Mü'min kullar hastalıklarından dolayı ziyaretçilerine şikayet etmezlerse, Allah onu azad eder, hastalıktan önceki etine karşılık daha iyi et, kanına karşılık daha iyi kan verir, sonra sıhhat bulur ve yeniden işe başlar. Hastalık halinde ne hasta, ne de ziyaretçiler sabırsızlık göstermemelidirler. Kahırlanmak, feryat ve figan ederek, ağlanıp sızlanmak hatta ölümü istemek iyi değildir. Rasûlullah şöyle buyurmuştur: "Kendisine isabet eden bir zarardan dolayı sizden biriniz ölümü istemesin. Eğer mutlaka istiyorsa şöyle desin: Allah'ım. Benim için hayat hayırlı ise bana hayat ver, ölüm hayırlı ise beni öldür" (Buhârî)Hasta olan birine sen hastasın yani şu hastalığın var denildiğinde hastanın "ben hastayım" demesi gerekir. Çünkü bu durumda sadaka ve hastalıkların gizlenmesi sünnetine aykırı gelinmiş olmaz. İbn Mesud, bir gün Hz. Peygamber'in yanına gitmiş ve onu sıtmadan titrerken bulmuştu. Elini dokundurmuş ve ateşini yükseldiğini görmüştü. Rasûlullah da " Evet sizden iki kişinin ateşi kadar" demişti. Yani doğru davranış, ne hastalığı gizlemek, ne de onu abartmaktır (Hâkim)
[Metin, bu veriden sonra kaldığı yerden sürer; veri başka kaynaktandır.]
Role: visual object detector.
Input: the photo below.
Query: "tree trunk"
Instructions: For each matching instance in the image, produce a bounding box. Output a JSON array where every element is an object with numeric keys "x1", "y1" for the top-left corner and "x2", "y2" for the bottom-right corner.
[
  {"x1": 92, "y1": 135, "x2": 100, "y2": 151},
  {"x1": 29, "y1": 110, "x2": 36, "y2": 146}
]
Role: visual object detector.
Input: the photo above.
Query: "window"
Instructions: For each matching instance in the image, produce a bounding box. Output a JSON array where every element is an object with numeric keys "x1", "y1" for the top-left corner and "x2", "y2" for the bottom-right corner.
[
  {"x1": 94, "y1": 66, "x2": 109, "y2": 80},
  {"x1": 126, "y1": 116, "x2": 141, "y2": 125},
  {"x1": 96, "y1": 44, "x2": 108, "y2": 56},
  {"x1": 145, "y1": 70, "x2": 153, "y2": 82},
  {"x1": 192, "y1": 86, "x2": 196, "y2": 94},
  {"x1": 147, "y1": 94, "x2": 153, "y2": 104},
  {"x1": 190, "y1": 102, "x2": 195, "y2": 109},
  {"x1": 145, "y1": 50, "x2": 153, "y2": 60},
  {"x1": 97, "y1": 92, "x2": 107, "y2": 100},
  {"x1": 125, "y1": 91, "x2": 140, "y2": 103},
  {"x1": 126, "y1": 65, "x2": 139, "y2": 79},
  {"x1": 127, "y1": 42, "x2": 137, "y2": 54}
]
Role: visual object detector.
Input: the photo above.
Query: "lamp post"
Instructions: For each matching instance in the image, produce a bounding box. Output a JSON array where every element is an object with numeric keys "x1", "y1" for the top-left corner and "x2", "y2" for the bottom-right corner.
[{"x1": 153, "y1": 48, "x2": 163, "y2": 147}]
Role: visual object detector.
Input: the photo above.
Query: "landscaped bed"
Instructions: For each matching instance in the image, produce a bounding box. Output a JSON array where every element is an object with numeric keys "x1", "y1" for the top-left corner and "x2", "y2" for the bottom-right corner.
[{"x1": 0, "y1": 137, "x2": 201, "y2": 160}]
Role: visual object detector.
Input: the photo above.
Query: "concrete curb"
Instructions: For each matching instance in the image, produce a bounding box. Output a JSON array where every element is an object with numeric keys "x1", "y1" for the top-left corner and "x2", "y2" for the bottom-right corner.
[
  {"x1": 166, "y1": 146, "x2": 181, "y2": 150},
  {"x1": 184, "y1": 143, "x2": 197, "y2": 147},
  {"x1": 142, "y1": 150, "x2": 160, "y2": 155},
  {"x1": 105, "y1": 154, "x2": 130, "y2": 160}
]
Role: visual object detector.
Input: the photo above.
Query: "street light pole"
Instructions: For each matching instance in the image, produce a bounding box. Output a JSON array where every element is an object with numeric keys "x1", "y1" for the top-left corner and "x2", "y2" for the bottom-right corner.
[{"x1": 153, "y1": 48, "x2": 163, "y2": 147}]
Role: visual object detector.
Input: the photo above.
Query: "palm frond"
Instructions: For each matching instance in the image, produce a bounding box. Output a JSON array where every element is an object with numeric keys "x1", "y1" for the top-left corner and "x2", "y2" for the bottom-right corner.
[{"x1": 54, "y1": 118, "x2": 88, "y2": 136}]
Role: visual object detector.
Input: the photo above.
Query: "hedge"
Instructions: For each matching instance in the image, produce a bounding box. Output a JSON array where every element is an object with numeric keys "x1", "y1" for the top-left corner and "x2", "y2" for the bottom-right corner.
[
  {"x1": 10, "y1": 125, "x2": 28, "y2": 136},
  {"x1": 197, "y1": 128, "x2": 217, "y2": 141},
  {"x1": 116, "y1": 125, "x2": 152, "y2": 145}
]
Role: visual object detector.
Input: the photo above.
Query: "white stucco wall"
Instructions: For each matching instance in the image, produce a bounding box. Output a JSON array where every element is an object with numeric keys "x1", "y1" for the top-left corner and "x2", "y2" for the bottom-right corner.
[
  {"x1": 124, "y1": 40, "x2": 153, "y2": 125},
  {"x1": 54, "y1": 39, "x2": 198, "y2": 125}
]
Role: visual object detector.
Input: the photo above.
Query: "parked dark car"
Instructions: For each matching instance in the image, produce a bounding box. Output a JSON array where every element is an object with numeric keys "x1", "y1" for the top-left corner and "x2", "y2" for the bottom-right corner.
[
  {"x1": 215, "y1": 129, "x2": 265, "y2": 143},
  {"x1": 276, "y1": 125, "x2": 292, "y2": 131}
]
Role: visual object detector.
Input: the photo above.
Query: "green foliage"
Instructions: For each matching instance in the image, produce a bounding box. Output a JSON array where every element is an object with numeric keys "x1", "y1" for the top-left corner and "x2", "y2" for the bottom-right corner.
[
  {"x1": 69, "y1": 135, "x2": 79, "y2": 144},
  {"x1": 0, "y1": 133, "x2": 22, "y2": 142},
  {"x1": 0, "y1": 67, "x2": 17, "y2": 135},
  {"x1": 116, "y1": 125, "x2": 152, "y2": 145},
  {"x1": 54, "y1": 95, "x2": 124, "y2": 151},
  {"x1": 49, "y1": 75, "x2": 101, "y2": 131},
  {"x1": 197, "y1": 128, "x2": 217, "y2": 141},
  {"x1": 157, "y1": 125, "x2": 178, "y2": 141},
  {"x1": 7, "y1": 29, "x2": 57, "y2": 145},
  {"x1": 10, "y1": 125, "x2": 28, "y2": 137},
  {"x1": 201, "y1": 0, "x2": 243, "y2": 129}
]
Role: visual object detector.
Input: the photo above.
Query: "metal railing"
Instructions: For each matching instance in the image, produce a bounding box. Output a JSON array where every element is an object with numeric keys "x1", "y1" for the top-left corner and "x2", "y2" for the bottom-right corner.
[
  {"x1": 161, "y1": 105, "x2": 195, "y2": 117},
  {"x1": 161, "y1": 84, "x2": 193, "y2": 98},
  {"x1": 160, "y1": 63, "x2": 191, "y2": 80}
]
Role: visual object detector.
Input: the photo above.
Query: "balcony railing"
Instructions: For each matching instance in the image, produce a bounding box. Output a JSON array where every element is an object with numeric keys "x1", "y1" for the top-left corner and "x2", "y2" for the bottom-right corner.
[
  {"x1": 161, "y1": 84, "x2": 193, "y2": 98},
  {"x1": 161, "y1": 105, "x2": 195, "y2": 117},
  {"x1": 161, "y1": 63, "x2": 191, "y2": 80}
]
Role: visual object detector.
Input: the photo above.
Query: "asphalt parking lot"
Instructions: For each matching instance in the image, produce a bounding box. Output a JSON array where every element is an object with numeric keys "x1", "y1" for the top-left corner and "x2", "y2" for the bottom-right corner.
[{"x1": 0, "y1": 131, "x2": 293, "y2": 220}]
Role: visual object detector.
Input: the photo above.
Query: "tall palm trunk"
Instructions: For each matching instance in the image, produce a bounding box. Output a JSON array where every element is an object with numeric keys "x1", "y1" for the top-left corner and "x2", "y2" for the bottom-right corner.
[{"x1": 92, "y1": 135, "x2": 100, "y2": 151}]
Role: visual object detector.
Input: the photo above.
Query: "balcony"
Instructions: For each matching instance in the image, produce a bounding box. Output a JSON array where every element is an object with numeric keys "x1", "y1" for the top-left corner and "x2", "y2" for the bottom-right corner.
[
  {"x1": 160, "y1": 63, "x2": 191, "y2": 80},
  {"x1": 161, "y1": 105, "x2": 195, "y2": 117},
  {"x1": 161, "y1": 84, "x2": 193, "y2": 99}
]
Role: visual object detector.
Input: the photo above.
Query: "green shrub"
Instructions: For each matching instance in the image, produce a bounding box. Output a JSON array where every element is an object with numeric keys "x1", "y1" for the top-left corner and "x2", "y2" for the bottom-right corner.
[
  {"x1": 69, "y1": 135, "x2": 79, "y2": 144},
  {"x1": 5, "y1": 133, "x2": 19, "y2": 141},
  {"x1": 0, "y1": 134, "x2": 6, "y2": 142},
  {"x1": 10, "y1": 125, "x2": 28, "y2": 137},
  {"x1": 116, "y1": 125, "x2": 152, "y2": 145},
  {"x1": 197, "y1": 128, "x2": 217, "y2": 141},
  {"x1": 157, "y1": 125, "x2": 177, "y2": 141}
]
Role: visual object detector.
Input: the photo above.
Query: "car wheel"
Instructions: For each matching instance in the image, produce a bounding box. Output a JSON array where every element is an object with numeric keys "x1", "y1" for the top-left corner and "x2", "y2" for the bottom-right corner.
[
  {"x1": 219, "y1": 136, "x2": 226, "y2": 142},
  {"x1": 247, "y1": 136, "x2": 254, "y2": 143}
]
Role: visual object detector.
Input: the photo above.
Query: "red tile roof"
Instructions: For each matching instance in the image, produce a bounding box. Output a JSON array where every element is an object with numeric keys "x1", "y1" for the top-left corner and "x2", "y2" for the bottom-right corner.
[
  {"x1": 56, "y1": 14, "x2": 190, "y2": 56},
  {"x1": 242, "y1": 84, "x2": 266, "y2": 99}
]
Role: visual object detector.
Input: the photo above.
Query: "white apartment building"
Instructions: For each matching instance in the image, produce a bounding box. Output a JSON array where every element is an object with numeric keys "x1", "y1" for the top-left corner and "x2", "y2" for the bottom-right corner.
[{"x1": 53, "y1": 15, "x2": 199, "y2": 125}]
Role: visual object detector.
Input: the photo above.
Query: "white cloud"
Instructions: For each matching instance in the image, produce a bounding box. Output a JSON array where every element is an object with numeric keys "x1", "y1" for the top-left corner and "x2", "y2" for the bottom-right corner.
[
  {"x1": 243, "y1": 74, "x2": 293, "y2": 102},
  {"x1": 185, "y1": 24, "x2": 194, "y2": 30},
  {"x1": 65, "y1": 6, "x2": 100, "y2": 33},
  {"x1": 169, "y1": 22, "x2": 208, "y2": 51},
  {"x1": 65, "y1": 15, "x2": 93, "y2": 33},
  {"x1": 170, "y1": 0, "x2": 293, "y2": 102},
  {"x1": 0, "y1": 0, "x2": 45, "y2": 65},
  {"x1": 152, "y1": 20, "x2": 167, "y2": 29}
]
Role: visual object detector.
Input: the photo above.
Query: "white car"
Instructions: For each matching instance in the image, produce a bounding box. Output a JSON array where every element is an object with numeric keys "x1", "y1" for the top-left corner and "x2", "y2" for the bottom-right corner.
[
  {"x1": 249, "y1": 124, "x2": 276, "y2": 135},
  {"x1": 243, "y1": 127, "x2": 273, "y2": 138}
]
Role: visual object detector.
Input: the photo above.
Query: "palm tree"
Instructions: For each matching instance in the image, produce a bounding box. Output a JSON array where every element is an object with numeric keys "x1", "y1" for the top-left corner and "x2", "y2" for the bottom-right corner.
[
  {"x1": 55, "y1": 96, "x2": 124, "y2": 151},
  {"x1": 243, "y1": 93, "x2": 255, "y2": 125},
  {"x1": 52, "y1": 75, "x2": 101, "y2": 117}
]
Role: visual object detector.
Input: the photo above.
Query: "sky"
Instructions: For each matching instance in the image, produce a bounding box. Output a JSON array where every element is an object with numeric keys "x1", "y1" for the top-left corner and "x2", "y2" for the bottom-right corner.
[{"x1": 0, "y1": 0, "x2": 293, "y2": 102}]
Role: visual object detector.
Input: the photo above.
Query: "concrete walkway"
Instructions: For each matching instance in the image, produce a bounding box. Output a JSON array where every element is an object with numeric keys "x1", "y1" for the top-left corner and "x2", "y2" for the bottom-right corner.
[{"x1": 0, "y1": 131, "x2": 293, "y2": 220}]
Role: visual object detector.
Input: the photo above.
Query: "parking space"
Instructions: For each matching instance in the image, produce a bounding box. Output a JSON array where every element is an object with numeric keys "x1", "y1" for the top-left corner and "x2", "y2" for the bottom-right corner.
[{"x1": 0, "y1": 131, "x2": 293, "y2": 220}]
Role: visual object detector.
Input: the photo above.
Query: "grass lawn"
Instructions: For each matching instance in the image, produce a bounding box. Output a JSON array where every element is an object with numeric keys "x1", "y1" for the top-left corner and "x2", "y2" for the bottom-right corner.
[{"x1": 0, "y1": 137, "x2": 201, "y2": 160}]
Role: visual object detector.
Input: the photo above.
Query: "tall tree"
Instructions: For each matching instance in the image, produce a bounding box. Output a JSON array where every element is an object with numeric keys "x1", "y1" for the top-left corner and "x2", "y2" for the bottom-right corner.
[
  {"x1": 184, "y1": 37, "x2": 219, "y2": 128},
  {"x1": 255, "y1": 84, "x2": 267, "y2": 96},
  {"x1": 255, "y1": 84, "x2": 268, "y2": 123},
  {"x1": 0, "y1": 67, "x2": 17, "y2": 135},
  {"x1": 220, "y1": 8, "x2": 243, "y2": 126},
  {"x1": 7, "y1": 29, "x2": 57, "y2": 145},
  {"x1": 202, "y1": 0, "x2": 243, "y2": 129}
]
Erkeğin, kadın hastayı usulüne uyarak ziyaret etmesinde sakınca yoktur. (Ebû Dâvûd). Hatta mü'min, fasık müslümanı da ziyaret etmelidir. Çünkü fasık da olsa müslümandır. Ziyaretçinin bütün amacı hastayı yalnız olmadığına inandırmak, onu ümitlendirmek, moral ve yaşama sevinci vermektir.

Hastaya, canı çeken şeylerden hediye götürmek adaptandır.

Zaten hastalıkta insanın canı çekip alamadığı, yiyemediği şeyler vardır (İbn Mâce).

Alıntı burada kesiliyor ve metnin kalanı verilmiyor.